In a house outside of Kalamazoo in the small country town of Comstock, a 35-year-old man with scruffy facial hair turns over on his bed and annoyingly smashes his alarm buzzing before the crack of dawn. He groans and pulls himself out of his comfort, knowing very well that was the hardest part of his day. “I hate waking up every single morning,” he says.
Dragging his feet across the floor of the home he bought on foreclosure and has been repairing, Dustin Diamond pours his first of many cups of coffee. He slips on his day clothes and commutes to the oldest building at Western Michigan University.
Diamond is usually the first employee to arrive in North Hall and he remains on high alert as others in the building start trickling in for their 9-to-5 day. He begins his work by ensuring every toilet is clean, every trash is empty, and then smooths the way for events of the day.

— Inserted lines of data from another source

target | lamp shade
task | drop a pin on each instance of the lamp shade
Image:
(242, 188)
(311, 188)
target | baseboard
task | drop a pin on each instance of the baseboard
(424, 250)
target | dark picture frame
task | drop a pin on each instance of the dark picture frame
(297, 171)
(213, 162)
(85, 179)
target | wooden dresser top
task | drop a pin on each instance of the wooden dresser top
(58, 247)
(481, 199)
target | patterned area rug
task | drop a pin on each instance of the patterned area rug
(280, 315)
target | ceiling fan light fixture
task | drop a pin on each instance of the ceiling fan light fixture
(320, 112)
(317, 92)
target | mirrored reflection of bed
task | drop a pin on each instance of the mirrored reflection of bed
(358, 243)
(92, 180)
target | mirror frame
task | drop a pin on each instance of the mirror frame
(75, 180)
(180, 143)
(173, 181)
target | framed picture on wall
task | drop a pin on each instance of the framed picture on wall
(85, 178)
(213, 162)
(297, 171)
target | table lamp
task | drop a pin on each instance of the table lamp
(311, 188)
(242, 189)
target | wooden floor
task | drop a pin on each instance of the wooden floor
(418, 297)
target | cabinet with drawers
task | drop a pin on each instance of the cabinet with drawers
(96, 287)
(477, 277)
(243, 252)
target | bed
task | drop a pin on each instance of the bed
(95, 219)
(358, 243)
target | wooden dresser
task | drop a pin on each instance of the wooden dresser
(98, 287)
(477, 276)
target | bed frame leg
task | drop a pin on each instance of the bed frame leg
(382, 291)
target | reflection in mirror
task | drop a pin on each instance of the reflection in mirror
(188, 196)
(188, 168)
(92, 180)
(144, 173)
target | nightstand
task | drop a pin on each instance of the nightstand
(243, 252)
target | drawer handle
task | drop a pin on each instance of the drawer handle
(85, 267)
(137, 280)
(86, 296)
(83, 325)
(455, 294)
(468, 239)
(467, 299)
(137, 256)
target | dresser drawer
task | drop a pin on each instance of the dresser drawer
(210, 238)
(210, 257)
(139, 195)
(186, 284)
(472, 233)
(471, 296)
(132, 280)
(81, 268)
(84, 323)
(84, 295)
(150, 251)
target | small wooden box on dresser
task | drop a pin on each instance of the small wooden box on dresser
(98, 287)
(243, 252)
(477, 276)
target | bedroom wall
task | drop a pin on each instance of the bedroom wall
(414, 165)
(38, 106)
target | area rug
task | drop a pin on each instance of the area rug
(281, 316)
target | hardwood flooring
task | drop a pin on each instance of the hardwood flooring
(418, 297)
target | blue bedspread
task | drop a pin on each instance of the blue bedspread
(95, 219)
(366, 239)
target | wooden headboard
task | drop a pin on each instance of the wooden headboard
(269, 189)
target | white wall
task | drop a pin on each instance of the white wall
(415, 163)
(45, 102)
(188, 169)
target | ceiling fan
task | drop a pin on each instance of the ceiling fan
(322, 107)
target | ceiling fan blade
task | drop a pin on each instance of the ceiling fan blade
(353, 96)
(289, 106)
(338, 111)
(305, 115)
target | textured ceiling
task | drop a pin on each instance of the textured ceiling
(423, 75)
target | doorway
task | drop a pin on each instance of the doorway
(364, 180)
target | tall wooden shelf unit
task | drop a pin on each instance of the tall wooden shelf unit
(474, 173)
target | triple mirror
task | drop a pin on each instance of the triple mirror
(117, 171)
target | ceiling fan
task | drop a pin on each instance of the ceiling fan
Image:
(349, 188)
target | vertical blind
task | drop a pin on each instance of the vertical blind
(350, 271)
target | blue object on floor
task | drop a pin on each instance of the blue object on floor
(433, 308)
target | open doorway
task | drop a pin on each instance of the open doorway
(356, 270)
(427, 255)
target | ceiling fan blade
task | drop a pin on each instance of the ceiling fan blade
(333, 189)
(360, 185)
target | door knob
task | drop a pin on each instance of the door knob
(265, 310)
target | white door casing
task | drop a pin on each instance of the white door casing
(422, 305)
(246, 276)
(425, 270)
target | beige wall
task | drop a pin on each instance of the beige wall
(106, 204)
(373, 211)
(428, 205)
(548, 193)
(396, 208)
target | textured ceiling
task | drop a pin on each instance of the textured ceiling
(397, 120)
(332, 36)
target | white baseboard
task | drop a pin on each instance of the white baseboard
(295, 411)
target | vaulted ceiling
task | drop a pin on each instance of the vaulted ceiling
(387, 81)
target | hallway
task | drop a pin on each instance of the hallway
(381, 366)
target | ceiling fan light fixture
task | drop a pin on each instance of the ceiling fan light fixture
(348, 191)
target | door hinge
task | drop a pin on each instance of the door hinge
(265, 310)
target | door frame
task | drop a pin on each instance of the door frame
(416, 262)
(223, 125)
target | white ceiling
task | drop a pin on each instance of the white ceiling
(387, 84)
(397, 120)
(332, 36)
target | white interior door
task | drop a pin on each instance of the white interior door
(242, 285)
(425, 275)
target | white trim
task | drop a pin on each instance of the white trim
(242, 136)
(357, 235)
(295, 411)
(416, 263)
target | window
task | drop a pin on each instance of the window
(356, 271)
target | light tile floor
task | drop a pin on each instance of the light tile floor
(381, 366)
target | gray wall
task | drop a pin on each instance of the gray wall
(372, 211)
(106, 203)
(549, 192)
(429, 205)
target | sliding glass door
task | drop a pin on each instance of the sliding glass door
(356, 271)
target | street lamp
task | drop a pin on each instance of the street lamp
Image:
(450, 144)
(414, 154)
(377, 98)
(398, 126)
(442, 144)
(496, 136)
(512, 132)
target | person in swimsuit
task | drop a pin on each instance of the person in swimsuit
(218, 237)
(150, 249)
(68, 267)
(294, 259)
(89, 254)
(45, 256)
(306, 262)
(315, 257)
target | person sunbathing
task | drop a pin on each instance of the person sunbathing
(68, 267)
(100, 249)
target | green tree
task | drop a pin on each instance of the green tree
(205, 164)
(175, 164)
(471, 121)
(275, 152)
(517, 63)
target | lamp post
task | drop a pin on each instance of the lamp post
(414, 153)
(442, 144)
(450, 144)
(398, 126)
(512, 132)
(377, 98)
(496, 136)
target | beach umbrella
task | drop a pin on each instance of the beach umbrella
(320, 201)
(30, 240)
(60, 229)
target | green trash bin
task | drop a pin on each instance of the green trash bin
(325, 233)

If the husband and father even thinks about sitting down for 5 seconds, he won’t be able to focus on his work responsibilities due to his Post-Traumatic Stress Disorder.
Coworkers at Heritage Hall say when they see him, he is always moving – adjusting furniture, wiping down a window, vacuuming the patterned carpets, etc….
Those who don’t know of his military background and PTSD diagnosis may be intimidated by an initial encounter with Diamond. But once he decides he wants to open up, he is straightforwardly honest and speaks his mind about anything.